En mai dernier, la Cour suprême rejetait l'idée que les jeunes contrevenants soient soumis à des sentences pour adultes. Le plus haut tribunal avait alors rappelé au gouvernement que les jeunes ont un droit constitutionnel à un système de justice différent de celui des adultes parce qu'ils n'ont pas le même degré de maturité. On peut se demander si, n'eût été cet avis de la cour, le Parti conservateur n'aurait pas franchi un autre pas de plus en enlevant aux tribunaux toute latitude pour faire prévaloir la réadaptation sur la punition.
Le fait que la criminalité chez les jeunes ait augmenté de 30 % en 15 ans, soit de 1991 à 2006, convainc les conservateurs que la Loi sur les jeunes contrevenants a failli à la tâche.
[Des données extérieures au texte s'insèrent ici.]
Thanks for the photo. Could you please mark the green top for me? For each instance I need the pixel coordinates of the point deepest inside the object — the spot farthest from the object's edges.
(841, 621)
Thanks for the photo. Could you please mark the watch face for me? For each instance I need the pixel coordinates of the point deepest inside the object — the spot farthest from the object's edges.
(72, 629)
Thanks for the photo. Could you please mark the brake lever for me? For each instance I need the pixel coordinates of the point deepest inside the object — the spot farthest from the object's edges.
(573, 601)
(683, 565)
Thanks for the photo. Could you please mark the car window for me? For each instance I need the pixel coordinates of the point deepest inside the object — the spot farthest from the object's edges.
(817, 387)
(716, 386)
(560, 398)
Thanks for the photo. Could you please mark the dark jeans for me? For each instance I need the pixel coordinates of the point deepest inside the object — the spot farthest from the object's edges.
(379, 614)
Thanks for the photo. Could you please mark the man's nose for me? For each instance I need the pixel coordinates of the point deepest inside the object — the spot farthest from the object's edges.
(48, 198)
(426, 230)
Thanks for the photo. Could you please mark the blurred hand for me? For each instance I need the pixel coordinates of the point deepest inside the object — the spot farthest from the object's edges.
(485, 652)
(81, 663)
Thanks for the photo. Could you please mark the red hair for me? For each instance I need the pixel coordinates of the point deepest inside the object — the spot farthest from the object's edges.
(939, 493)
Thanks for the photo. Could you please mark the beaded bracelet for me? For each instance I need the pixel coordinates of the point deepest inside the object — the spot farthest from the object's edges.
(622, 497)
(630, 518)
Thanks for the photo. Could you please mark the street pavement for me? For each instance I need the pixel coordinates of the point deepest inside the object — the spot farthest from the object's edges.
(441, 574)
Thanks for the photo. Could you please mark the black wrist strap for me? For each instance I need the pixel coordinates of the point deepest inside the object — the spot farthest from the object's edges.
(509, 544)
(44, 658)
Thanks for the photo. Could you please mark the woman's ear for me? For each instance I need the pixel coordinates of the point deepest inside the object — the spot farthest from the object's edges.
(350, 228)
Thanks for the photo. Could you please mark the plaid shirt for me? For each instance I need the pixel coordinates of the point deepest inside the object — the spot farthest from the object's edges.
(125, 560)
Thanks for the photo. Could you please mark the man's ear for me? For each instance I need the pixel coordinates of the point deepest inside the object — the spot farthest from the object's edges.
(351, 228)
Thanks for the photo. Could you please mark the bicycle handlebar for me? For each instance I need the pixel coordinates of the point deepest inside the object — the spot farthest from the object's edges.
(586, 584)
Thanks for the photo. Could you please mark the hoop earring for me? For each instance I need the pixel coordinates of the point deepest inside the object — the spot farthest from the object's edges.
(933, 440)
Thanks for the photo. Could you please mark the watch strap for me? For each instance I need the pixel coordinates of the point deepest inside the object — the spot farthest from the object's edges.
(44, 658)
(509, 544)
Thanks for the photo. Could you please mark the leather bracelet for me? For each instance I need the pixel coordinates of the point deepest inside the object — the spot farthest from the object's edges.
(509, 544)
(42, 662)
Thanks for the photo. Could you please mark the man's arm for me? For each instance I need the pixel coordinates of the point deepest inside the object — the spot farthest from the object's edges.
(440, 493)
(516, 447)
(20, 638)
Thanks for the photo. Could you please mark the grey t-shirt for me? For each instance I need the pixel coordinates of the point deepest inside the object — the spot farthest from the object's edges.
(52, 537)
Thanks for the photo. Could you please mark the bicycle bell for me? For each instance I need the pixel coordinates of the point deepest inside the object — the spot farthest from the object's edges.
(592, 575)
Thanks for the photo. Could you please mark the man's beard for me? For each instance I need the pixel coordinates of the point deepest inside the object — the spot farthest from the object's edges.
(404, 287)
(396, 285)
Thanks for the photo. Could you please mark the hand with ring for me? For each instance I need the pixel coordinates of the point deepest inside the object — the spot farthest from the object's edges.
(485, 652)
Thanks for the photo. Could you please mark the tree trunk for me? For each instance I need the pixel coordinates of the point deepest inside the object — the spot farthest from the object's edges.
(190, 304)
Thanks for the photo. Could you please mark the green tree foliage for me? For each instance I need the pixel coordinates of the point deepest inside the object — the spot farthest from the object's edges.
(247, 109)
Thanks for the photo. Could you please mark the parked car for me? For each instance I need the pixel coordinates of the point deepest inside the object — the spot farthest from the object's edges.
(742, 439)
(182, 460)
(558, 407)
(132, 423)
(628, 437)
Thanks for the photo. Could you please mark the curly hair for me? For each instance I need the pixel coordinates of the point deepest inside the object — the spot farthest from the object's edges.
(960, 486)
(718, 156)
Pas plus que d'autres lois qui valent pour le monde adulte, on ne peut pourtant prétendre que la Loi sur les jeunes contrevenants soit parfaite et qu'elle soit appliquée correctement. Le premier ministre Harper justifiait hier sa volonté de durcir la Loi sur les jeunes contrevenants en se référant au rapport de la commission Dunn qui, en 2006, s'était penchée sur l'application de cette loi en Nouvelle-Écosse. Mauvaise béquille que celle-là, car si celle-ci recommandait quelques changements à la Loi sur les jeunes contrevenants comme la détention préventive, on insistait davantage sur les efforts à consacrer à la réadaptation des jeunes contrevenants. Il n'était surtout pas question d'expédier des jeunes dans les prisons pour adultes.
Ouvrir grand les portes des prisons à des adolescents peut avoir un effet de dissuasion, quoique cela est loin de faire l'unanimité chez les spécialistes. Par contre, ceux que l'on enverra en prison n'auront que peu de chances de sortir des sentiers de la criminalité. Au contraire, ils s'y enfonceront davantage. Le prix que ceux-là paieront sera très lourd. On gâchera des vies sans avoir la certitude que leur exemple ait vraiment servi à diminuer la criminalité plus qu'un sérieux effort à combattre les causes de la criminalité chez les jeunes et à aider ceux qui s'y engagent à en sortir. Mais pour certains, dont sont les conservateurs, il est plus facile de dormir en paix les prisons pleines.